This article was originally published on LinkedIn.
When NetSuite first introduced SuiteQL, it didn't make headlines. Most users stuck with saved searches or reports and never thought twice about writing queries.
For those of us who learned it — or who already knew SQL — SuiteQL became a sort of superpower. It let us reach deeper into the system, access data others couldn't, and solve problems the UI couldn't touch.
I think prompt engineering is the same kind of skill — but this time, the system isn't relational. It's generative.
Prompting Feels a Lot Like Programming
As I've continued to experiment and work with LLMs, prompting has started to feel like a strange new form of programming.
You're writing instructions — but not in a formal language. You're defining structure and flow — but in plain English. And sometimes, it feels like debugging with a ghost: you fix one part of a prompt and something unrelated breaks somewhere else.
There have been many times when I've had to stop and remind myself: I'm not writing code.
And yet, the parallels are there — problem decomposition, flow control, variable substitution, input validation, and output formatting.
The big difference is that prompting requires intent-awareness. You're not just telling a machine what to do; you're describing what success should look like — and what failure must not look like. And with prompt engineering, you often leave the how up to the model.
That's a fundamentally different mindset from coding — and it takes time to get used to.
The Frustrating Part: It's Non-Deterministic
Unlike code, you can run the exact same prompt multiple times and get different results.
That can be unsettling for people coming from traditional development backgrounds. We're used to precision, repeatability, and control — not probability, tone, and nuance.
But that's also part of what makes LLMs powerful. You're not just executing logic — you're exploring a range of interpretations. And with the right structure, guardrails, and context, that variability can actually lead to better results.
Still, it requires a shift in how we think. Prompting isn't about scripting — it's about shaping.
Why It's the New SuiteQL
SuiteQL didn't make saved searches obsolete. It just gave developers and analysts a deeper way to work with the same data — a lower-level interface for people who wanted precision and control.
I think prompt engineering works much the same way. Tools like NetSuite's AI Connector, built-in assistants, and SuiteScript LLM APIs will eventually abstract a lot of prompting away.
But knowing how to speak the model's language directly will still matter — and it will set apart the developers, analysts, and consultants who can make AI do exactly what they need it to do.
It's the difference between using AI and understanding AI.
A Skill for Everyone
One of the biggest differences between prompt engineering and traditional programming — or even SuiteQL — is who it's for.
You don't need a head for code to get good at prompting. You need a head for business.
Prompt engineering rewards people who understand context, process, and intent — people who know what they're trying to achieve, why it matters, and what success should look like.
In that way, it's far more accessible than something like SQL. You don't have to memorize syntax or debug line numbers. You just have to think clearly, ask good questions, and iterate.

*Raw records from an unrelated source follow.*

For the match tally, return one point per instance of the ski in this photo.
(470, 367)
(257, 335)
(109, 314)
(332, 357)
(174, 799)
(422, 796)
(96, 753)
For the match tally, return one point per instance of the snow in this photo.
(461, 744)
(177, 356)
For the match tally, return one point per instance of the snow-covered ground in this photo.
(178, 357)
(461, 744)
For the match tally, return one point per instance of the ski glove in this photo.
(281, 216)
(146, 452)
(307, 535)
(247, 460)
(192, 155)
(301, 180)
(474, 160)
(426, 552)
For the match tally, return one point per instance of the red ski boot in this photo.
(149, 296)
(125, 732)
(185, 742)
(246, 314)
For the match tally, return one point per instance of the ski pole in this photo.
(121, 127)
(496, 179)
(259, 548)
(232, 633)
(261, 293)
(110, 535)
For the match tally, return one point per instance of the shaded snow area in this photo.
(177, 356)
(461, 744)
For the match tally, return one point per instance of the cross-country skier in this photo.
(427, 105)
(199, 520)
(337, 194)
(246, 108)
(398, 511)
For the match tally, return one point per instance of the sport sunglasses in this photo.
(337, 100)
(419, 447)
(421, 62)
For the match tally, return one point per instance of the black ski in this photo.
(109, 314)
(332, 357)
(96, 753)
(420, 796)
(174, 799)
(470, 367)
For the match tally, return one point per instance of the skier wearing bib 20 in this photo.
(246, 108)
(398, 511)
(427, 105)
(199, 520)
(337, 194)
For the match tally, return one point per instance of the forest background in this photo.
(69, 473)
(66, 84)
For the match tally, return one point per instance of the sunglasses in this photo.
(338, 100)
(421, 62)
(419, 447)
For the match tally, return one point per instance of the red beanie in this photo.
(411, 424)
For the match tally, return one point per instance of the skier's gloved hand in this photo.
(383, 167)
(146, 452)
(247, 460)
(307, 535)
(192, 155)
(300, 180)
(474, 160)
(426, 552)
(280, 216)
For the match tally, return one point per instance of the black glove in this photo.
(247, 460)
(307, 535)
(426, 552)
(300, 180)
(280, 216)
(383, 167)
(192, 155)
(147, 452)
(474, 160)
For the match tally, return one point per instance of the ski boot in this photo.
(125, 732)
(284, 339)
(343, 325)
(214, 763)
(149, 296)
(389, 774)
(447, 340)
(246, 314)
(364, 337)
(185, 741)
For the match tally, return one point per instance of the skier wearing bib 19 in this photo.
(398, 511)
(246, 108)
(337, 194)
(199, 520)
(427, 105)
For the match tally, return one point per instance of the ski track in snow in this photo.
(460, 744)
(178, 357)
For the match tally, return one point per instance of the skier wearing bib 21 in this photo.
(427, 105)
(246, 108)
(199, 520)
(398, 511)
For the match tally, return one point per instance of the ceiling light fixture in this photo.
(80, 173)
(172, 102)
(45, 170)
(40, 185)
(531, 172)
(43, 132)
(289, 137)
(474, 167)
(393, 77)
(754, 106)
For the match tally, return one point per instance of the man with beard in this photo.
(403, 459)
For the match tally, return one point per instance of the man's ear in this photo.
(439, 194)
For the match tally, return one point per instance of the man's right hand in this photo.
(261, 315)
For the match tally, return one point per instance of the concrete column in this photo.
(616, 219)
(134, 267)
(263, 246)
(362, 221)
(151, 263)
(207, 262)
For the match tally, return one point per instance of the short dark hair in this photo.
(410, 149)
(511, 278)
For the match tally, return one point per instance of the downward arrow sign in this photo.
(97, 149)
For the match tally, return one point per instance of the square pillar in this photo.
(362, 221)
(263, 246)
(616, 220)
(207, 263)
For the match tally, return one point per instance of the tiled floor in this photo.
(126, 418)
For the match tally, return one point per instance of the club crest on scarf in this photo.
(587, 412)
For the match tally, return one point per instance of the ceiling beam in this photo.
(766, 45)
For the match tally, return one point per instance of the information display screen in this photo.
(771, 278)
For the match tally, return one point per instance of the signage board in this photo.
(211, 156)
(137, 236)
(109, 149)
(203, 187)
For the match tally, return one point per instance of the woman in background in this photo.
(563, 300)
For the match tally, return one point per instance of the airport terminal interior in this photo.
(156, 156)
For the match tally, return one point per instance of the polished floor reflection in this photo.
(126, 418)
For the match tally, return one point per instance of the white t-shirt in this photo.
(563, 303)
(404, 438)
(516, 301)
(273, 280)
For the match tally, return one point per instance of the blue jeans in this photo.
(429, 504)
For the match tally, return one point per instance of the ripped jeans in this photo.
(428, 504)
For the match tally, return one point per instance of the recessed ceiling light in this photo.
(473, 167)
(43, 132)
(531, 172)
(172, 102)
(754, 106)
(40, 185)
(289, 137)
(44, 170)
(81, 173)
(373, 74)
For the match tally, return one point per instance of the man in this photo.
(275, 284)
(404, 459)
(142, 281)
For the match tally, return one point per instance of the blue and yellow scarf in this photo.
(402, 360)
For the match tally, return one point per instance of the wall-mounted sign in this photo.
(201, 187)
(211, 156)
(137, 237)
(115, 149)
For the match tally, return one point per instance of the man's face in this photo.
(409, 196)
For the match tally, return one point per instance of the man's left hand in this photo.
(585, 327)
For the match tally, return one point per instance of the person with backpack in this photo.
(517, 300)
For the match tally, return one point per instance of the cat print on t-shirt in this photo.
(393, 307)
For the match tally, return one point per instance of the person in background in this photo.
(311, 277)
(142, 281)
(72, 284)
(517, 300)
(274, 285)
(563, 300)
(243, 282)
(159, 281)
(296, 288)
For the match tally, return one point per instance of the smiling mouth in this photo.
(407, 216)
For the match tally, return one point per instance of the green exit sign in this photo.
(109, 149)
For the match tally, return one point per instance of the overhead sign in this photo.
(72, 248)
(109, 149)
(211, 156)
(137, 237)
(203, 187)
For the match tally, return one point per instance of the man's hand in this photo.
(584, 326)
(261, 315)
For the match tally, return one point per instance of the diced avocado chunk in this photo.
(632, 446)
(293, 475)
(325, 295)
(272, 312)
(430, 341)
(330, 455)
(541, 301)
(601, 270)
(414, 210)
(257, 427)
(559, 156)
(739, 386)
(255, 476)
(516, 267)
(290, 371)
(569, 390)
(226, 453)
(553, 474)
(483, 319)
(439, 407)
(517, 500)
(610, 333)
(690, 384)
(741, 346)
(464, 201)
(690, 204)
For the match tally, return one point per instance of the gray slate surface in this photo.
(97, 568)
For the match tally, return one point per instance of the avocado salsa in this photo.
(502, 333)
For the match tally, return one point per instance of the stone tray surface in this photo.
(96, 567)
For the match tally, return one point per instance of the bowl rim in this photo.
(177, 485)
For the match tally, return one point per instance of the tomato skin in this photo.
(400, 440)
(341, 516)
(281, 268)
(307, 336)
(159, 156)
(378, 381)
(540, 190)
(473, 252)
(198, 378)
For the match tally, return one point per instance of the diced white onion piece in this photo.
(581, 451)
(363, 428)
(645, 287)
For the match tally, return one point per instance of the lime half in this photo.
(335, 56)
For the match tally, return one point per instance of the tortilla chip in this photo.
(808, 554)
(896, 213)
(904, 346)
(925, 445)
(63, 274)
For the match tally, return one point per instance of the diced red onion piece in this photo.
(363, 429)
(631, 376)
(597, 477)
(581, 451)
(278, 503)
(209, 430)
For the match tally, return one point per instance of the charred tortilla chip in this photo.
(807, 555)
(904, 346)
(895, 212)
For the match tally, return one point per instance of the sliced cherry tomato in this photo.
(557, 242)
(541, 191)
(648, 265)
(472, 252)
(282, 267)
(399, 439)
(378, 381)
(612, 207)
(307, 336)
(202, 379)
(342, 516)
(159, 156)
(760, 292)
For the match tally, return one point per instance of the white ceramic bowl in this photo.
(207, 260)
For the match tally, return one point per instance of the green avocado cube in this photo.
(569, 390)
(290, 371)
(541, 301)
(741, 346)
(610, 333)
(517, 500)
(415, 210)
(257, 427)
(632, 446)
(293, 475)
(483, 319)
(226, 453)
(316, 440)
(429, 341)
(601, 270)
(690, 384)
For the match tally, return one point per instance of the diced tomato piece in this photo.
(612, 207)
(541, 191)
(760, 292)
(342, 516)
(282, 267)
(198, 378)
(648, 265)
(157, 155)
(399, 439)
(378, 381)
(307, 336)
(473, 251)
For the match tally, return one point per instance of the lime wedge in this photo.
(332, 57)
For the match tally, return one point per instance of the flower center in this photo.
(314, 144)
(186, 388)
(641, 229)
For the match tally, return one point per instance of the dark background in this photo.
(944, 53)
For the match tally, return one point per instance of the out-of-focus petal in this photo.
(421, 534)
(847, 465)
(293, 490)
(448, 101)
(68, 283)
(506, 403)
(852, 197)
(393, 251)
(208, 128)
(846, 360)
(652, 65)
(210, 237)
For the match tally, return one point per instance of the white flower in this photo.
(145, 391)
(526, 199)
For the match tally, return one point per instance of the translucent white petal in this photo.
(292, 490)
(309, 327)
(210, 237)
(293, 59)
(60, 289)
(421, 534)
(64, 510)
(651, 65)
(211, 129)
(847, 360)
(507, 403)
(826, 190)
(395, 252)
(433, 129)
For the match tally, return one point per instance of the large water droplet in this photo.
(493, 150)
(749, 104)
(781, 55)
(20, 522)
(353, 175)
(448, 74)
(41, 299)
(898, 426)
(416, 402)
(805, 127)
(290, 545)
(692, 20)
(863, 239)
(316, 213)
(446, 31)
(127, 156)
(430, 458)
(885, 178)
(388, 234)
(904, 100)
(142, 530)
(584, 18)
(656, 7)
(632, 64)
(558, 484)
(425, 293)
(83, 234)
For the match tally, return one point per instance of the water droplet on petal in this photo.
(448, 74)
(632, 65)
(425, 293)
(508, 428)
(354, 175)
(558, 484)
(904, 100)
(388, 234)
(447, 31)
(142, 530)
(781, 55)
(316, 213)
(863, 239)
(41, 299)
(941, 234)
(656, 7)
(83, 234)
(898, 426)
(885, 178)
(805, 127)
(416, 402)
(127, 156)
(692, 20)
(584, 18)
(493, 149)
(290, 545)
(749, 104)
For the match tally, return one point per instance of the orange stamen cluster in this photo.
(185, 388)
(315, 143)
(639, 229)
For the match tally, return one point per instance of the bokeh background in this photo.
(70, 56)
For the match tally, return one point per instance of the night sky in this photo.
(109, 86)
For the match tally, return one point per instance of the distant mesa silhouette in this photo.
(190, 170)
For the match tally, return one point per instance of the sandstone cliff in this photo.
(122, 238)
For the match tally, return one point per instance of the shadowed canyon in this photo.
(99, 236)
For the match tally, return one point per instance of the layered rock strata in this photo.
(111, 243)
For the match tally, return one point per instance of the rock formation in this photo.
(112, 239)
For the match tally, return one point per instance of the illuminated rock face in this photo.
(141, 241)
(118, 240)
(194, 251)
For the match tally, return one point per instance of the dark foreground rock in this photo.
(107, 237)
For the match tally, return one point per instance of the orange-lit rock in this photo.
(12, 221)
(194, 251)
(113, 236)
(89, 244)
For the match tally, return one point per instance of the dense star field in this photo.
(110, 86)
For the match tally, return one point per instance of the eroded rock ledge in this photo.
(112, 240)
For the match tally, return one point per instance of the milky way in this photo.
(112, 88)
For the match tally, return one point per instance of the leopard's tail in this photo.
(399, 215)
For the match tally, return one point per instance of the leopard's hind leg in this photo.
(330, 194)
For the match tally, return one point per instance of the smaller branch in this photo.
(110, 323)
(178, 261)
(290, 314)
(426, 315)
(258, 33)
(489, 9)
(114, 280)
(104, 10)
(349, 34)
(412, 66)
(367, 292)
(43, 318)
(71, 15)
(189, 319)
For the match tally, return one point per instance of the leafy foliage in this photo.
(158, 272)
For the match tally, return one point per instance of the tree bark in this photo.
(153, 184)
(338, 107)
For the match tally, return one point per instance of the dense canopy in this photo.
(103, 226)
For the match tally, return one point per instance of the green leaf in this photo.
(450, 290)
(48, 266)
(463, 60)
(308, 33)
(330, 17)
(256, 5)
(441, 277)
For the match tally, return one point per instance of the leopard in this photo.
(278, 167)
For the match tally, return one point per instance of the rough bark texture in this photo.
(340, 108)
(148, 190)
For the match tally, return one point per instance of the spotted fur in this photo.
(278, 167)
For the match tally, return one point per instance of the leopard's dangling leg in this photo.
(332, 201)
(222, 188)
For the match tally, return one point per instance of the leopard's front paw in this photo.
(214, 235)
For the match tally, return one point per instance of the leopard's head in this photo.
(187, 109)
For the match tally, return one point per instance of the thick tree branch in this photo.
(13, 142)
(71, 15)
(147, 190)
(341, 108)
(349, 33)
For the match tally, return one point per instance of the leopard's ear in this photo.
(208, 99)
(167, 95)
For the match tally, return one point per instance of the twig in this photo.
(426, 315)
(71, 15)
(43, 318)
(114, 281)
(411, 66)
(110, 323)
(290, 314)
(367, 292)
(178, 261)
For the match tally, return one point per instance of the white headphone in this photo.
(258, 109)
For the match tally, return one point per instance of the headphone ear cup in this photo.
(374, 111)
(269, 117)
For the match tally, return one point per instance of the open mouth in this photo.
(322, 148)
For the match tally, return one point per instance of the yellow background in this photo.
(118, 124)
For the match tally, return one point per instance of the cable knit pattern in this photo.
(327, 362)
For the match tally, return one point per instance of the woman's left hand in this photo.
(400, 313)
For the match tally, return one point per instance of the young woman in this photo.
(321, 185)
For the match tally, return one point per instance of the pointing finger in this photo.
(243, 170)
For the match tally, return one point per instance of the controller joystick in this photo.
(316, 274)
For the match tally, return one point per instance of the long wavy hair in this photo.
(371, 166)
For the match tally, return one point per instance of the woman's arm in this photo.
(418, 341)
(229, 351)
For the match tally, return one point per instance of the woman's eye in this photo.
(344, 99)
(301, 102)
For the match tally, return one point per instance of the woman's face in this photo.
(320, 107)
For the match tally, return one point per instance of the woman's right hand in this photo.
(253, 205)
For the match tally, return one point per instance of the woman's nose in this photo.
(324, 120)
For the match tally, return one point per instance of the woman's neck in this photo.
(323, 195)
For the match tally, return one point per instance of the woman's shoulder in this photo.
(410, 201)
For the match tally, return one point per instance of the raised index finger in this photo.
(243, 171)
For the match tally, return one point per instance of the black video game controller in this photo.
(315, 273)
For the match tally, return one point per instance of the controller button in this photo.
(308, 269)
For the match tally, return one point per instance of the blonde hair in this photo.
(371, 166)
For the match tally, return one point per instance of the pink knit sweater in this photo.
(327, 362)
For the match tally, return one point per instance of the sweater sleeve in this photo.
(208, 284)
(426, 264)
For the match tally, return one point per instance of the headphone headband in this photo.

I've already seen people who've never written a line of code get incredible results because they know how to think through a business problem — not because they're "technical," but because they're curious, analytical, and outcome-oriented.
That's why I think prompt engineering is such a transformative skill. It's not just for developers — it's for everyone who wants to turn ideas into action.
Beyond NetSuite
This skill isn't limited to one platform. Whether you're working with NetSuite, SAP, Workday, or QuickBooks — or with middleware like Boomi or Celigo — the underlying concept is the same: you're bridging structured systems (ERPs, CRMs, databases) with probabilistic reasoning engines (LLMs).
The ability to do that well — to prompt precisely, safely, and contextually — will become an enterprise skill in its own right.
In that sense, prompt engineering for ERP systems may become what SQL once was for databases: a universal skill that transcends any single product or vendor.
Wrapping Up
SuiteQL made us better NetSuite developers because it forced us to understand how the system thinks. Prompt engineering will do the same — just at a higher level of abstraction.
And while the tools will keep changing, the skill of clearly defining intent, context, and outcome will never go out of style.